A recent Sixth Circuit decision, In re: FirstEnergy Corp., provides essential guidance on protecting privileged materials and work product for companies conducting internal investigations in response to regulatory or litigation threats. On October 3, 2025, the court of appeals (which includes Tennessee) vacated a district court order requiring FirstEnergy to disclose investigation materials to shareholders, holding that attorney-client privilege and work-product protections apply when the primary purpose is legal advice — even if the findings also inform business decisions.
Case Background
FirstEnergy Corporation initiated two internal investigations after federal charges were filed against a state legislator implicating FirstEnergy in a bribery scheme. FirstEnergy shareholders sought access to the internal investigation materials to understand the scope of the alleged bribery and to assess whether the corporate leadership made decisions that harmed the company. They argued that the documents reflected business strategy and governance choices, not purely legal advice, and therefore should not be shielded by privilege. The Sixth Circuit rejected this argument, emphasizing that privilege turns on the purpose of the communication, not its later use.
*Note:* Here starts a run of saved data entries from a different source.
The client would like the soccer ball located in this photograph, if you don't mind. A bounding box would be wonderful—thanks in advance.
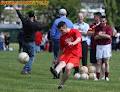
[81,73,89,80]
[88,66,96,73]
[74,73,80,80]
[89,73,96,80]
[80,66,88,74]
[18,52,29,64]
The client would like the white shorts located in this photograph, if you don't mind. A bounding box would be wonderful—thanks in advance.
[96,44,112,60]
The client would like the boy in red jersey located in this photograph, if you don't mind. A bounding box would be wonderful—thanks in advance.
[52,21,82,89]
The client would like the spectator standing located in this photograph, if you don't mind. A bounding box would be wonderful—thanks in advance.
[74,12,89,66]
[4,32,10,51]
[87,12,102,66]
[17,31,24,52]
[35,31,42,53]
[94,16,112,81]
[0,32,5,51]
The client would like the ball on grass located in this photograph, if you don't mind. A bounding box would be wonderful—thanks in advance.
[81,73,89,80]
[88,66,96,73]
[89,73,96,80]
[18,52,29,64]
[74,73,80,80]
[80,66,88,74]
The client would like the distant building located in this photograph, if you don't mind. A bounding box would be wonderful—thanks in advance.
[81,0,103,3]
[80,0,105,19]
[0,24,22,42]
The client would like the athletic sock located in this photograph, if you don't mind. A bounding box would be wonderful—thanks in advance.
[105,72,109,78]
[96,72,100,79]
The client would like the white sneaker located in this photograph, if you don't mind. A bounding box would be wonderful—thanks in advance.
[101,76,105,80]
[94,78,98,81]
[105,77,109,81]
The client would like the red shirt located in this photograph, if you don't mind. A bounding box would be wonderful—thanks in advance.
[95,24,112,45]
[60,29,82,58]
[89,23,99,49]
[35,31,42,45]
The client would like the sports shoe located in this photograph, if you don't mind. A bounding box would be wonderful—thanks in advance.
[58,85,64,89]
[101,76,105,80]
[50,67,59,79]
[21,69,31,75]
[94,78,98,81]
[50,67,54,74]
[53,69,59,78]
[21,70,29,75]
[105,77,109,81]
[73,67,80,75]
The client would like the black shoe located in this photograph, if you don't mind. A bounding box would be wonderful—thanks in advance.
[50,67,59,79]
[58,85,63,89]
[50,67,54,74]
[28,71,31,74]
[53,76,59,79]
[53,70,59,78]
[73,67,80,75]
[21,70,31,75]
[50,67,55,77]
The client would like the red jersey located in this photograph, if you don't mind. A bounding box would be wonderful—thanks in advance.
[35,31,42,45]
[89,23,100,49]
[95,24,112,45]
[60,29,82,58]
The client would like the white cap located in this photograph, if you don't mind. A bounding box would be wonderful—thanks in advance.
[59,8,67,15]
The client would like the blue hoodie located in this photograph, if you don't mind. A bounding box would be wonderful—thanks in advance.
[50,16,73,40]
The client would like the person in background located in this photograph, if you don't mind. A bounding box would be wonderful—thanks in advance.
[17,30,24,53]
[87,12,102,66]
[4,32,10,51]
[111,26,117,51]
[115,32,120,51]
[94,16,112,81]
[74,12,89,66]
[35,31,42,53]
[47,30,53,52]
[0,32,5,51]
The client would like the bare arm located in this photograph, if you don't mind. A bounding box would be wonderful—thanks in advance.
[99,33,111,39]
[87,31,94,36]
[94,35,102,40]
[95,32,111,40]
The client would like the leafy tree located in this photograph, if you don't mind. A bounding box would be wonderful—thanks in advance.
[104,0,118,26]
[32,0,81,31]
[0,4,5,23]
[48,0,81,22]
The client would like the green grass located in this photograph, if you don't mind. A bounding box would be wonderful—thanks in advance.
[0,44,120,92]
Implications for Internal Investigations and Other Legal Advice
The decision reinforces that attorney-client privilege and the work-product doctrine remain applicable when the primary purpose of an internal investigation is to obtain legal advice or prepare for litigation even if the investigation’s findings also inform business decisions.
Companies should clearly articulate the purpose of an internal investigation from the outset. Engagement letters, board minutes, and communications with legal counsel should explicitly state that the investigation is driven by legal risk. While the privileges do not protect the underlying facts of the investigation, information relevant to the legal issues should be identified as part of the investigation in order to avoid inadvertent waiver of the privilege. Access to sensitive materials should also be tightly controlled to prevent inadvertent waiver. Internal investigations often serve both legal and business purposes, and clarity in documentation and process is key to maintaining protection.
Adopting a proactive approach to managing privilege will supplement an organization’s documentation of the legal basis for an investigation. Personnel involved in the investigation should be educated on the fundamentals of attorney-client privilege and work product protections and preparing privilege logs early in the investigatory process will help eliminate questions regarding the purpose of legal advice. Regular audits of internal investigation protocols can help identify and mitigate waiver risks before they become costly mistakes.
Additional Issues to Consider
- Regulatory Cooperation vs. Privilege Preservation: Companies often face pressure to share findings with regulators to demonstrate good faith. Disclosure to one regulator is likely to waive the privilege with other governmental entities. Striking the right balance between transparency and protection is critical.
- Third-Party Risks: Sharing investigation results with auditors, consultants, or insurers can inadvertently waive the attorney-client privilege. Companies should have a clear understanding of the implications of disclosing materials containing any legal opinion or privileged client communication. Disclosures beyond pure facts could jeopardize the privileges. Companies should limit any necessary third-party disclosures to nonprivileged information.
- Board Oversight: While the privilege does not disappear simply because findings inform governance decisions, boards should understand that unnecessary circulation of sensitive materials could expose information underlying business decisions even if they are borne out of a privileged investigation.